La réponse est venue en 2007, quand on m’a demandé de rencontrer des lecteurs dans le réseau des bibliothèques du Québec, à titre d’auteure (je venais de publier mon 2ème ouvrage sur la vie après le mort et sur la spiritualité). On m’a remis un micro au début de la soirée, et sans aucune préparation (parce que je n’avais pas réalisé qu’il s’agissait d’une conférence formelle), je me suis mise à parler sans arrêt pendant 2 heures, sans m’accrocher sur une virgule! Je venais de découvrir que je portais un don inné d’oratrice  et d’enseignante, notamment pour transmettre des notions complexes avec humour et légèreté.
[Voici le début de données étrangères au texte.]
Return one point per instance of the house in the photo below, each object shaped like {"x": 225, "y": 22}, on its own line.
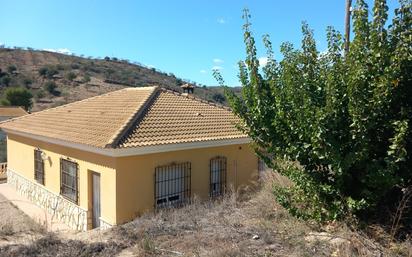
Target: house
{"x": 8, "y": 112}
{"x": 105, "y": 160}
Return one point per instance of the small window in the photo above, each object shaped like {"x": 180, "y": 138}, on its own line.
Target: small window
{"x": 38, "y": 167}
{"x": 262, "y": 168}
{"x": 172, "y": 185}
{"x": 69, "y": 180}
{"x": 217, "y": 176}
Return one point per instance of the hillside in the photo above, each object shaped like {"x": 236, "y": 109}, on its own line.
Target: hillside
{"x": 76, "y": 78}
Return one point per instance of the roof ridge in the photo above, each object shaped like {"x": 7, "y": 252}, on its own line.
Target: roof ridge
{"x": 69, "y": 104}
{"x": 132, "y": 119}
{"x": 192, "y": 97}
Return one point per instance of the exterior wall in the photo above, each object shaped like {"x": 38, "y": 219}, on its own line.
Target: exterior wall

En 2010, j’ai pris une pause professionnelle pour me ressentir et savoir ce que je voulais faire « quand j’allais être grande! » Je n’avais aucune ambition de devenir conférencière à temps plein, mais je ressentais une grande lassitude de mon métier d’animatrice télé et de journaliste. Je me suis donc accordée une période de reset total (c’est le mot qui descendait en écriture inspirée, technique que je pratique depuis 2007 et enseigne depuis 2011). Au bout de 3 mois de ce régime de jeu avec mes enfants, de méditation et de reconnexion à la nature, j’ai reçu le message clair qu’il fallait que je me prépare à animer de nombreux ateliers et conférences!

« Atelier de quoi? » ai-je demandé à voix haute à qui voulait bien m’entendre!
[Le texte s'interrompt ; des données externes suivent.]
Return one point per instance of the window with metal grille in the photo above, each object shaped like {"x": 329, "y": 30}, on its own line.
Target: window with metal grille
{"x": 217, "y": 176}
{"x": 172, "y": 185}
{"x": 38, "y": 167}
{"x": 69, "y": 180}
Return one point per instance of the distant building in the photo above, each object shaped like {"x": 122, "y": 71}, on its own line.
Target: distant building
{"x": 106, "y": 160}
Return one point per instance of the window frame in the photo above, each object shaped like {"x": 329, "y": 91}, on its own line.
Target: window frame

Si je ne portais pas le rêve de devenir conférencière, si je ne souhaitais pas non plus devenir animatrice d’ateliers, on me montrait tout de même que c’était pour moi le chemin par lequel je pouvais le mieux entrer dans mon mandat d’animatrice-enseignante-éclaireur! La suite est une succession de synchronicités et une profession de foi qui m’a amenée à enseigner partout au Québec depuis, avec plus de plaisir que je n’en avais jamais eu à travailler en télé. Enfin, j’ai créé à l’automne 2014 mon École de la Vie en Estrie, pour y transmettre les notions de base d’éveil, de communication avec le grand Soi, de maîtrise, de création de nos idéaux et de guérison.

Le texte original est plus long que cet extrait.